Raio-X do GP da Holanda e as três missões que Verstappen cumpriu

Não foi a primeira vez na temporada que Max Verstappen suou a camisa mais do que deveria para fazer a pole position, por um motivo ou por outro. Desta vez, em casa, uma derrapada de pneu fez o sistema eletrônico do câmbio subir duas marchas na saída da curva três, e o DRS não abriu na volta final. Então a diferença, que deveria ser de cerca de três décimos, ficou nos centésimos.

Isso até chegou a animar Lewis Hamilton, que vinha em um fim de semana complicado pela falta de tempo de pista na sexta-feira, quando o primeiro treino livre ficou parado por mais de sua metade para que o carro de Sebastian Vettel fosse retirado, e o inglês teve um problema de motor no segundo. Até porque ele sabia que teria Valtteri Bottas para ajudá-lo, enquanto Verstappen correria sozinho depois de uma estratégia confusa da Red Bull com Sergio Perez, eliminado ainda no Q1 sem conseguir abrir a volta em sua segunda tentativa.

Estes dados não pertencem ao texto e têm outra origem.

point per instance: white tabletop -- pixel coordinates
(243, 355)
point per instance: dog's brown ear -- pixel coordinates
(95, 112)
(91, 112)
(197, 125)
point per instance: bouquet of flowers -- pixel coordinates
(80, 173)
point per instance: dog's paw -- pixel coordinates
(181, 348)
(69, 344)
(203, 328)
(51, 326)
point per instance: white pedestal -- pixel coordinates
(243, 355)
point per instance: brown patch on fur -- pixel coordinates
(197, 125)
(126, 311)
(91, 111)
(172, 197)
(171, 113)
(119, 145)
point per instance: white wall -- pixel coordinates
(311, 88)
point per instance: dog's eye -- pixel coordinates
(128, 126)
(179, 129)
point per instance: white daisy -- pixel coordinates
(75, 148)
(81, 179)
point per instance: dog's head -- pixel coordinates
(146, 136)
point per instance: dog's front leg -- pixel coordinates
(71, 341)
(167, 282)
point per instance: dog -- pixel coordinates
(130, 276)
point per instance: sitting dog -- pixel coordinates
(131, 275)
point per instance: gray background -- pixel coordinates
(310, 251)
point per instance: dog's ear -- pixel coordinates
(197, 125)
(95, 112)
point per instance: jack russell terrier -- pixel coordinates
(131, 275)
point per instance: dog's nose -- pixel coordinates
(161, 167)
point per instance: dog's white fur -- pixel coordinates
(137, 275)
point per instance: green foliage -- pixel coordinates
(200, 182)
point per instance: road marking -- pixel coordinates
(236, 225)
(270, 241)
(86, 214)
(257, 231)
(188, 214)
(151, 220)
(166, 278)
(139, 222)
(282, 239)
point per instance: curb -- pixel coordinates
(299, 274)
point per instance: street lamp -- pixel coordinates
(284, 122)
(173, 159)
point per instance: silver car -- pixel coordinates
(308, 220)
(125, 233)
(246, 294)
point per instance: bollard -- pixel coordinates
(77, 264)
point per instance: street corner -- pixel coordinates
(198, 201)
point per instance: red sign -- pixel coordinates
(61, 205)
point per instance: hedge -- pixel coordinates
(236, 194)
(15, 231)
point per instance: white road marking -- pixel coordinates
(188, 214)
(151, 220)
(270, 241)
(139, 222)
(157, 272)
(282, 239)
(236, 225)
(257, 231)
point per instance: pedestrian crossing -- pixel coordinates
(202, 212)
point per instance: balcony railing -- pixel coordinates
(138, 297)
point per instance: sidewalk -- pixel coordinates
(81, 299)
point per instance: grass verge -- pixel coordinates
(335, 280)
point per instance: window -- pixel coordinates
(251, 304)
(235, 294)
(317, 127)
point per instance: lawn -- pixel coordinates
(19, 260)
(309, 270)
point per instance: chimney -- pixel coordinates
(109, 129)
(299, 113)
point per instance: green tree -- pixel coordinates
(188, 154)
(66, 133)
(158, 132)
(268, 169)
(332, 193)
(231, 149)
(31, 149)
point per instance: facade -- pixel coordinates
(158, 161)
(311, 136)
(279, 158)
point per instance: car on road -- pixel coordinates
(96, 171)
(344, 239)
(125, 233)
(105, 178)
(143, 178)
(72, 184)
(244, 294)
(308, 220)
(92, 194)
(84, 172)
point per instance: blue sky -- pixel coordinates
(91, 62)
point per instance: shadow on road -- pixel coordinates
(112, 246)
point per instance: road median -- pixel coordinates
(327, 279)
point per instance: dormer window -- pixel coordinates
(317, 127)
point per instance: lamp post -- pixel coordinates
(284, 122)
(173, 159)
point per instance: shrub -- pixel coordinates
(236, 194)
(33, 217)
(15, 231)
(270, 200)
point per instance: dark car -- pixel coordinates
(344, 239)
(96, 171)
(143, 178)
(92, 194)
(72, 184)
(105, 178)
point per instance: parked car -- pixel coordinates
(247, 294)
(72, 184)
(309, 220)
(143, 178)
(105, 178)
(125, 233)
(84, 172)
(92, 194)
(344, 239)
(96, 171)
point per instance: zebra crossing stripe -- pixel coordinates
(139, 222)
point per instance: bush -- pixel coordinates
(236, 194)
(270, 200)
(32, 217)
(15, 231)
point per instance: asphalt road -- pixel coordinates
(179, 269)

Mesmo tendo um carro ligeiramente superior, por uma combinação entre o efeito das novidades levadas à Bélgica e uma adaptação melhor ao circuito de Zandvoort (a Mercedes não parecia se comportar bem na primeira curva inclinada, a três, talvez uma mudança de direção com elementos demais para seu carro com distância entre-eixos mais longa), Verstappen tinha três missões: escapar logo do DRS, pois a velocidade no final da reta da Mercedes era superior, evitar ficar exposto a um undercut (o que em Zandvoort significava algo em torno dos 2s5) e, ao mesmo tempo, cuidar dos pneus, já que as interrupções nos treinos livres significaram que os times foram no escuro em termos de simulações de corrida.

Qualquer falha em um destes três pontos e a Red Bull poderia ter perdido a corrida. Porém, do outro lado, a Mercedes teria de ser perfeita em um dos momentos cruciais em uma prova em que, já se sabia de antemão, as ultrapassagens seriam mais difíceis: na largada, nas duas paradas de Hamilton ou quando Bottas estaria segurando Max.

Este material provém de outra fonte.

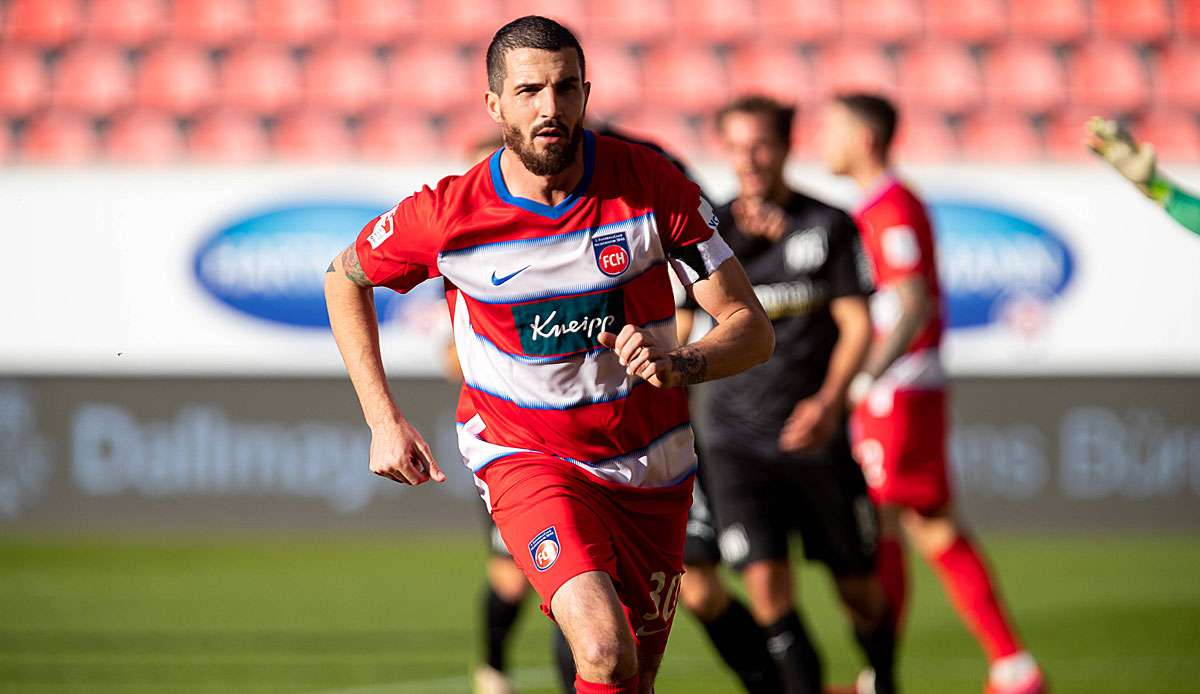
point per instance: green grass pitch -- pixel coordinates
(373, 615)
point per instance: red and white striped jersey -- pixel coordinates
(532, 286)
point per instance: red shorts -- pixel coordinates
(561, 521)
(903, 449)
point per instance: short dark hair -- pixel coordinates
(779, 115)
(877, 113)
(529, 31)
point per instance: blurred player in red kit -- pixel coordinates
(555, 257)
(899, 396)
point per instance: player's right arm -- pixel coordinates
(397, 449)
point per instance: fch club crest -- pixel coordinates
(545, 549)
(612, 252)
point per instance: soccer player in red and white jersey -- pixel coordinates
(899, 419)
(555, 256)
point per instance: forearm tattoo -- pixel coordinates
(690, 364)
(353, 268)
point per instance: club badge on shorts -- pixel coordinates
(545, 549)
(612, 252)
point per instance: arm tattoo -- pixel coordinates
(353, 268)
(690, 364)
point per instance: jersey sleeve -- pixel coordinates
(688, 226)
(399, 249)
(850, 273)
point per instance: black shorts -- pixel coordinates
(760, 500)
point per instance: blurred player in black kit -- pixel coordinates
(779, 454)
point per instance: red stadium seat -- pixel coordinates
(969, 21)
(261, 78)
(1024, 76)
(717, 21)
(855, 67)
(1054, 21)
(684, 77)
(94, 79)
(175, 78)
(1143, 21)
(59, 138)
(616, 79)
(465, 21)
(777, 71)
(43, 23)
(399, 135)
(1174, 135)
(228, 136)
(210, 22)
(293, 22)
(882, 21)
(144, 137)
(803, 21)
(1177, 78)
(312, 136)
(343, 77)
(1107, 76)
(924, 137)
(1001, 137)
(433, 78)
(631, 21)
(941, 77)
(126, 22)
(377, 22)
(23, 84)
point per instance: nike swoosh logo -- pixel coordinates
(498, 281)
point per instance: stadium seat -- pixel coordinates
(882, 21)
(941, 77)
(23, 84)
(801, 21)
(312, 136)
(1177, 77)
(377, 22)
(259, 78)
(175, 78)
(228, 136)
(467, 22)
(685, 77)
(1024, 76)
(401, 136)
(59, 138)
(1000, 137)
(853, 66)
(433, 78)
(967, 21)
(616, 79)
(1141, 21)
(1107, 76)
(126, 22)
(343, 77)
(774, 70)
(717, 21)
(144, 137)
(42, 23)
(1053, 21)
(293, 22)
(210, 22)
(924, 137)
(1174, 135)
(631, 21)
(94, 79)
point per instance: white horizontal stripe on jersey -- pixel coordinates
(547, 267)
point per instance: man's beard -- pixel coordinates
(555, 160)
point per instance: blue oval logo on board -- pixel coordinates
(995, 265)
(271, 264)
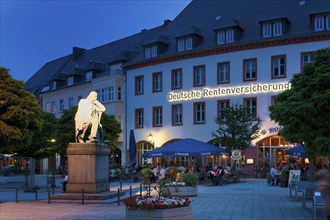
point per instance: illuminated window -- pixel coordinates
(250, 69)
(177, 115)
(177, 79)
(251, 105)
(157, 116)
(278, 66)
(139, 121)
(223, 72)
(199, 75)
(222, 106)
(307, 57)
(139, 85)
(199, 113)
(157, 82)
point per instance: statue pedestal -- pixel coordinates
(88, 168)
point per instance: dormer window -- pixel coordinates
(89, 76)
(322, 22)
(150, 51)
(185, 43)
(69, 81)
(272, 29)
(225, 36)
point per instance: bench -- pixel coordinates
(302, 186)
(319, 200)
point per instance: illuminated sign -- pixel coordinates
(228, 91)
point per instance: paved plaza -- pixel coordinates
(251, 199)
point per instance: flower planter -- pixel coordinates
(183, 191)
(183, 213)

Isso aconteceria porque a ideia sempre foi que Hamilton tentasse seguir Verstappen o mais de perto possível para se colocar em posição de undercut, já se comprometendo a fazer duas paradas, enquanto Bottas dosaria o ritmo para parar bem depois dos dois.

Verstappen largou bem e abriu 1s7 já na primeira volta, cumprindo sua primeira missão. Já na volta 13, ou seja, antes de que a Mercedes pudesse tentar o primeiro undercut, abrira 3s. Hamilton tentou a tática mesmo assim, na volta 20, quando Max já tinha alcançado os primeiros retardatários. Mesmo se sua parada tivesse sido boa (e não foi), a inlap de Verstappen foi tão veloz que ele conseguiu ser mais rápido no segundo setor que o inglês, mesmo tendo pneus usados.

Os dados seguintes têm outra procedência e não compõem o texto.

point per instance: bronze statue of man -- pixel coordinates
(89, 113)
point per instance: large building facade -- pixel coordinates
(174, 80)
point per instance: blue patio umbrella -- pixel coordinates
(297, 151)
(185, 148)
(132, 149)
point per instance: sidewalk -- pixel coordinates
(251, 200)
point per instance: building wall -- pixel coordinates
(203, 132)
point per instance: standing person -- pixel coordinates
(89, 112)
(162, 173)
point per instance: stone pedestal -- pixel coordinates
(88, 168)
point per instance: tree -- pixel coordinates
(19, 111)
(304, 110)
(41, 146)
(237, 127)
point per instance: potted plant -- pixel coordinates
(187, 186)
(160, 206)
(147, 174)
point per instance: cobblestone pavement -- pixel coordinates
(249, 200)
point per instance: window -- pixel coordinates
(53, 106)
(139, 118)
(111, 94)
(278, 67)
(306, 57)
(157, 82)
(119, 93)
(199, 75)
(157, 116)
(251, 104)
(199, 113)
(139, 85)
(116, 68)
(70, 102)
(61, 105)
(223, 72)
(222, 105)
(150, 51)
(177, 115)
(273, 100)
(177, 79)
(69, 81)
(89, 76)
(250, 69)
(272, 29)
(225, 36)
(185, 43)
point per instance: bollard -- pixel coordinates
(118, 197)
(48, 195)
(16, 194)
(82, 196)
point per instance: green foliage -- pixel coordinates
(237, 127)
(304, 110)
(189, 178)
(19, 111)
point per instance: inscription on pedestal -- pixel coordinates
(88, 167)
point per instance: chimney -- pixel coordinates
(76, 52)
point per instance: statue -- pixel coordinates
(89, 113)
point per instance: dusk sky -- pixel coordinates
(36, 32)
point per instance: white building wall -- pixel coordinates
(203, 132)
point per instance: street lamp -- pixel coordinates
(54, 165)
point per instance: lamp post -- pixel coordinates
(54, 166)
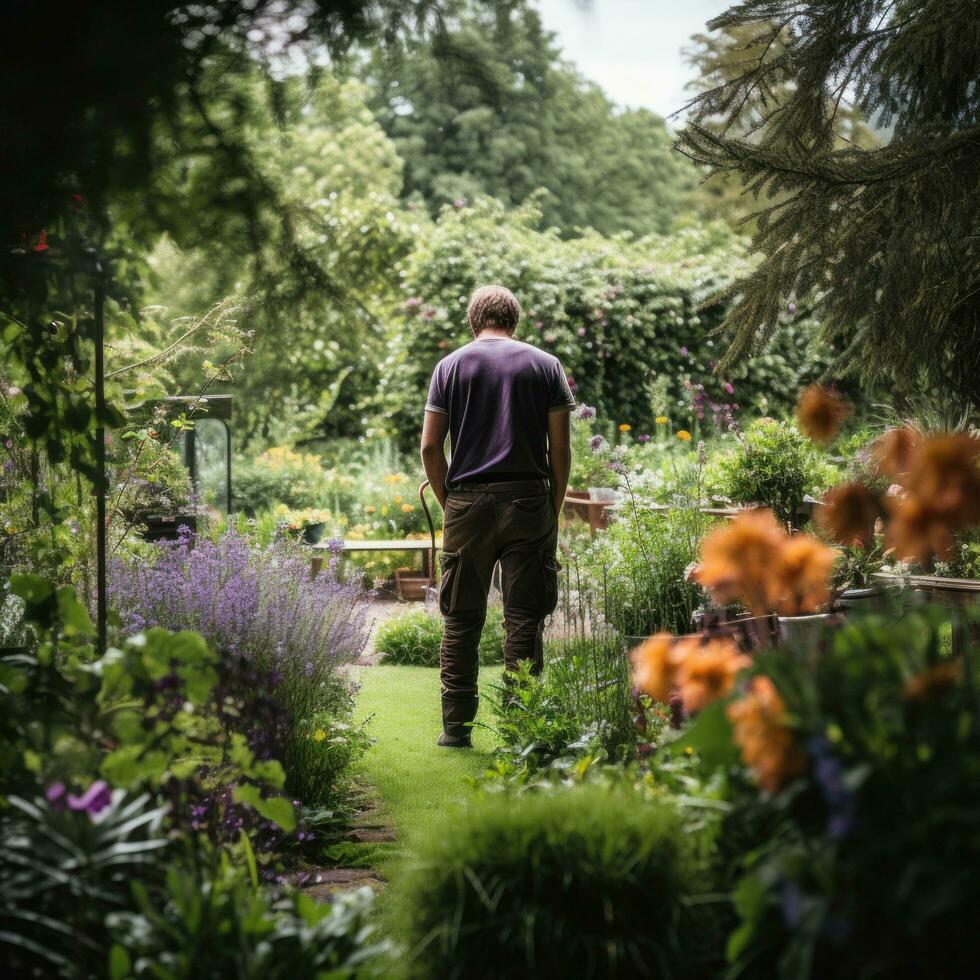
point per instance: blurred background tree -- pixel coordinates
(488, 106)
(883, 239)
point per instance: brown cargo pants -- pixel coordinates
(513, 523)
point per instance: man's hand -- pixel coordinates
(559, 456)
(435, 427)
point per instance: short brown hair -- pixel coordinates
(493, 306)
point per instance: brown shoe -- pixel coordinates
(448, 742)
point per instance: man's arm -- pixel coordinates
(559, 456)
(435, 425)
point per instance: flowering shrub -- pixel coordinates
(281, 635)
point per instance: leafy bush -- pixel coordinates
(584, 883)
(635, 573)
(774, 465)
(281, 637)
(221, 926)
(62, 872)
(618, 313)
(414, 638)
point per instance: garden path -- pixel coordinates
(416, 781)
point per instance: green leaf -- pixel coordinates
(276, 808)
(711, 737)
(120, 965)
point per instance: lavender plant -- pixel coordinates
(281, 636)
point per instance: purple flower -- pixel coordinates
(55, 795)
(93, 801)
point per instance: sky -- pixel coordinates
(632, 48)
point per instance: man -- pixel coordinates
(505, 406)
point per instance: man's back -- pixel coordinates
(498, 393)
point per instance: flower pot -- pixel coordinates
(312, 533)
(166, 527)
(856, 598)
(802, 631)
(410, 585)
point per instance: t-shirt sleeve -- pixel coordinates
(560, 397)
(436, 402)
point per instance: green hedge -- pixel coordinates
(583, 883)
(620, 313)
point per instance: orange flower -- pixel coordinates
(893, 450)
(820, 413)
(805, 572)
(738, 561)
(915, 531)
(849, 513)
(945, 475)
(755, 561)
(941, 494)
(655, 666)
(707, 670)
(760, 730)
(933, 682)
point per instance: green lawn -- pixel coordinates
(414, 778)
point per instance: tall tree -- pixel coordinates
(485, 105)
(883, 240)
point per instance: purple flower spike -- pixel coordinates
(55, 795)
(93, 801)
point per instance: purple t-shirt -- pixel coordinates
(498, 393)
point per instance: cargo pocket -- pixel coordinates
(449, 586)
(550, 567)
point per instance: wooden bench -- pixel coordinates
(349, 547)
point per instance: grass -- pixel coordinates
(414, 778)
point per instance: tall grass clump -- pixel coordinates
(281, 635)
(582, 883)
(414, 638)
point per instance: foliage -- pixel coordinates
(487, 107)
(280, 634)
(315, 347)
(63, 871)
(415, 638)
(902, 313)
(774, 465)
(886, 722)
(565, 879)
(641, 563)
(220, 925)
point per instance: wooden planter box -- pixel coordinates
(410, 585)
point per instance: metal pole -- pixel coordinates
(100, 481)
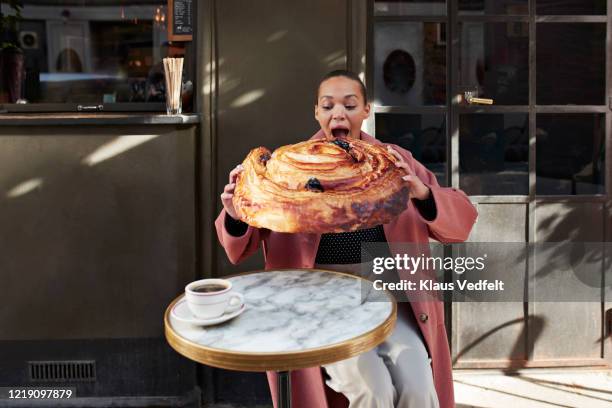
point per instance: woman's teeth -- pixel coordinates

Ali Verstappen deixou claro que tinha ritmo para segurar uma vantagem de 3s e ainda preservar os pneus, algo que é sempre mais fácil para o piloto que vai à frente. Mas Hamilton teria uma segunda chance porque Bottas ainda não tinha parado, o que Verstappen resolveu passando o finlandês de maneira decidida, quando Hamilton já estava em zona de DRS.

O segundo stint foi um repeteco: por várias voltas Hamilton ficou a menos de 2s de Verstappen, mas era muito cedo para parar. Quando a janela de pit stop se aproximou, o holandês abriu só o tanto que precisava para se manter na ponta e o undercut não funcionou.

A única chance de Hamilton poderia ter sido, então, colocar os macios com menos de 20 voltas para o final e ir à caça no mesmo estilo do GP da Espanha. Mas é difícil acreditar que isso mudaria a história da corrida, porque Verstappen sempre teve margem.

Outros dois destaques da prova chegaram na quarta e sexta colocações: Pierre Gasly teve uma tarde inspirada, mais uma neste ano, largando em quarto e conseguindo fazer um stint de quase 50 voltas com os médios funcionar. Ele acabou não sendo atacado por Charles Leclerc como era de se esperar, com a Ferrari sofrendo com os pneus (ainda que não na medida de provas anteriores, especialmente França). Sainz penou mais que o companheiro com a borracha, e acabou chegando atrás de Fernando Alonso, que abriu caminho com uma primeira volta agressiva e ainda conseguiu passar o compatriota na última volta.

2 comentários Adicione o seu

  1. Paulo Salles disse:

    Que belo texto…como sempre! Parabéns! Já disse, por aqui, que acompanho a F1 desde 73 e nunca houve alguém tão eficiente e dedicada quanto você…. Obrigado. Muita saúde e muito trabalho!